Rosamond been raised with tastes above her own class in the expectation that she will acquire a wealthy husband, ‘Rosamond, accustomed from her childhood to an extravagant household, thought that good housekeeping consisted simply in ordering the best of everything’. This was her only way of achieving financial security being a woman. She is conditioned to use her social graces, eloquence and physical beauty to attract an appropriate match. Similar to the way that Defoe uses Moll as a ‘product, Rosamond has a face and figure to ‘market’ within society. Rosamond relentlessly pursues economic gain making it the sole purpose in her life to be wealthy.
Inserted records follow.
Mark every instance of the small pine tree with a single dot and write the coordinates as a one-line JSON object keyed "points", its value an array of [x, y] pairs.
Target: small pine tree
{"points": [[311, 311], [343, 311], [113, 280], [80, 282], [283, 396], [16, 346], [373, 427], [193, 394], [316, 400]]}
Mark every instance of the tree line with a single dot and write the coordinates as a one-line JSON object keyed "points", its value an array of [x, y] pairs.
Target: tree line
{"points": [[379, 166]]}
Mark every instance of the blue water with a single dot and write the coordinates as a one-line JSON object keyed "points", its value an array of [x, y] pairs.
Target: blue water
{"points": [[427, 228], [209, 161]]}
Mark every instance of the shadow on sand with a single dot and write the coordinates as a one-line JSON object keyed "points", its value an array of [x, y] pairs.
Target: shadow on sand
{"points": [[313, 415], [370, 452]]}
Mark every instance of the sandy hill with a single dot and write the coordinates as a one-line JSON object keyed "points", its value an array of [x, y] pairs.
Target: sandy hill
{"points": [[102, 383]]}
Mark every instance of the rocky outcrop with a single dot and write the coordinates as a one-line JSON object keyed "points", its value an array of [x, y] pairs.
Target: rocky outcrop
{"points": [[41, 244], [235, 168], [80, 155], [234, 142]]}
Arguably, Rosamond entraps Lydgate, manipulating him to marry her with her beauty and etiquette, ‘Nevertheless she had mastered him’. Rosamond relies on tears and manipulation to pursue her social-climbing aspirations, ‘I wish I had died with the baby’. Henry Staten wrote, ‘The much maligned Rosamond [...] is not the root cause of Lydgate’s downfall; it is his lack of critical consciousness regarding his position in the social hierarchy.’ Rosamond’s expensive tastes sink him because they are the mirror of his own.’ It could be argued that Rosamond’s manipulation over him and her general influence forces him to overspend. The pressures of keeping Rosamond happy forced him arguably to fall into debt. An intelligent wife like that of Dorothea would not desire materialistic things but would just desire to help with his career. Yet, Lydgate was so concerned with outwards appearances, choosing Rosamond for her beauty and tranquillity alone rather than somebody with intelligence, perhaps proving it to be as much his own fault.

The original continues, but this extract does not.